# [SOLVED] Crysis game sound



## sarge03 (Feb 28, 2009)

Hello, 
I've recently installed the original Crysis game on my pc since I upgraded my GPU to a Galaxy GTX 460. When i play crisis, the sound is distorted or garbled. I reinstalled it and downloaded patches 1.1, 1.2, and 1.21 hotfix and the sound went away, but the sound somehow started again recently. I have updated the sound drivers for my realtek high definition on board sound. I also have the latest GPU driver and MOB drivers as well. It only happens when i play this game, every other game sounds perfectly fine. Any info would be appreciated. Thanks!


----------



## ebackhus (Apr 21, 2005)

*Re: Crysis game sound*

try ramping down hardware acceleration one tick.


----------



## RockmasteR (Aug 10, 2007)

*Re: Crysis game sound*

in Vista there is no option to reduce the hardware acceleration, instead you can set the default format to the lowest and see if it helps
go to Control Panel -> Sound
right click "Speakers " and choose properties -> Advanced
set the default format to 16 bit 44100 CD Quality


----------



## sarge03 (Feb 28, 2009)

*Re: Crysis game sound*

Ok, i changed the settings to 16 bit 44100 CD Quality as you stated, it seemed to work but after 1 day it came back again. It sounds like static in a way and is very annoying. Any other suggestions?


----------



## ZOMBE (Nov 24, 2010)

*Re: Crysis game sound*

This seems to be a very common problem with Crysis. There has been many solutions people have tried. Updating windows seemed to fix the problem for some. This was found on inCrysis's forum on how this fellow member fixed his problem. He wrote a little step by step guide on what you can do to try to resolve your problem.

"Before people are giving up completely on the game because of stuttering sound, please try to make a "system.cfg" file and place it in the Crysis folder. I had bad stuttering as well in the beginning but haven't heard from it since I added sound tweaks to my tweak cfg file.
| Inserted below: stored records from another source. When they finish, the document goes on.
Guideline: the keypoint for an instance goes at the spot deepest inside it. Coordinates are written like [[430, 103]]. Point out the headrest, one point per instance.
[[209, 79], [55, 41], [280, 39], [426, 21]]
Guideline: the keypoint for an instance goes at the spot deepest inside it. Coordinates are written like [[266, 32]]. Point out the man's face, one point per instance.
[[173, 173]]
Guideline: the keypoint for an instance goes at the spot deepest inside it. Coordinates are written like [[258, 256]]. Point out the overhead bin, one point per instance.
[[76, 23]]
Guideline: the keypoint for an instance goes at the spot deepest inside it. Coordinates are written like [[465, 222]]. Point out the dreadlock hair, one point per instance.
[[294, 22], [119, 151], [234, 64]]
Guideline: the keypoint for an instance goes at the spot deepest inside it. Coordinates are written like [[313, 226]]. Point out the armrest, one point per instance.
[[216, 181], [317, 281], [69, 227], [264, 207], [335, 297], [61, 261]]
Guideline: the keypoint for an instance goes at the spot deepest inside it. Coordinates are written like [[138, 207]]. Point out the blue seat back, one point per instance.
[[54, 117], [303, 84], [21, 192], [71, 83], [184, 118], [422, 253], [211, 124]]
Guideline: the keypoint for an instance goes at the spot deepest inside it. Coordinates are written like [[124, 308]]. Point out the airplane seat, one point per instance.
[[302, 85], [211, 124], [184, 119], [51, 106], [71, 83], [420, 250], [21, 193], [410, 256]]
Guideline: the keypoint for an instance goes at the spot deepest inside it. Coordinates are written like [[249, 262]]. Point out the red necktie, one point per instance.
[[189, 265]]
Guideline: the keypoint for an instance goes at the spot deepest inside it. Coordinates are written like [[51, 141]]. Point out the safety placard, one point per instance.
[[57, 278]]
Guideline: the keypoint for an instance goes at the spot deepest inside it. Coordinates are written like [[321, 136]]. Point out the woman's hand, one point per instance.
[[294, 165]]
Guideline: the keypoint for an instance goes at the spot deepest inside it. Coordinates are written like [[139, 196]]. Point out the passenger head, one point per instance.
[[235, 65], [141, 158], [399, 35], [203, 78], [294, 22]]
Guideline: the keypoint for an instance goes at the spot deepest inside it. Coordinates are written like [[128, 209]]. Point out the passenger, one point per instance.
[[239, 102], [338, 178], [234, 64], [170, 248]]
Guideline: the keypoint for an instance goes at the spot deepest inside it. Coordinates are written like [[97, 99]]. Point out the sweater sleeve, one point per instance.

It may be worth a try if people have given up on the game completely.

open notepad and add this:

sys_budget_sysmem = 2048

--- sound ---
sys_budget_soundchannels = 32
s_SpeakerConfig = 0
s_FormatSampleRate = 48000
s_FormatType = 3

------ END here ----

sys_budget_sysmem = 2048 <- this number has to be the amount of RAM on your PC

sys_budget_soundchannels = 32 <- this one made the big difference for me. Keep it on 32

s_SpeakerConfig = 0 <- this tells Crysis to use windows speaker setup. Keep it at "0"

s_FormatSampleRate = 48000 <- this is the Hz of the sounds, can be changed to 44100 if needed.

s_FormatType = 3 The type of codec format for the sounds, leave it at 3

If you try this out and it works, PLEASE come and report back, so other people will know and be able to benefit from it!


To make a system.cfg (from Tweakguides):

This file doesn't exist by default, so you need to create it by going to your \Program Files\Electronic Arts\Crytek\Crysis directory (or the place where you chose to install Crysis), right-clicking on an empty spot and selecting 'New>Text Document'. Then rename this .txt file to System.cfg (not System.cfg.txt). By default Crysis looks for the presence of this file each time it starts, and if the file exists and contains valid commands, they will be automatically executed as the game loads up. As such, this file is the perfect place to store most of the commands you wish to apply to Crysis at startup, particularly low-level engine commands." 

Please let me know if this helped.


----------



## RockmasteR (Aug 10, 2007)

*Re: Crysis game sound*

you can always try to update your sound card drivers to the latest
also set the sound option a bit higher than CD quality and see if that still works


----------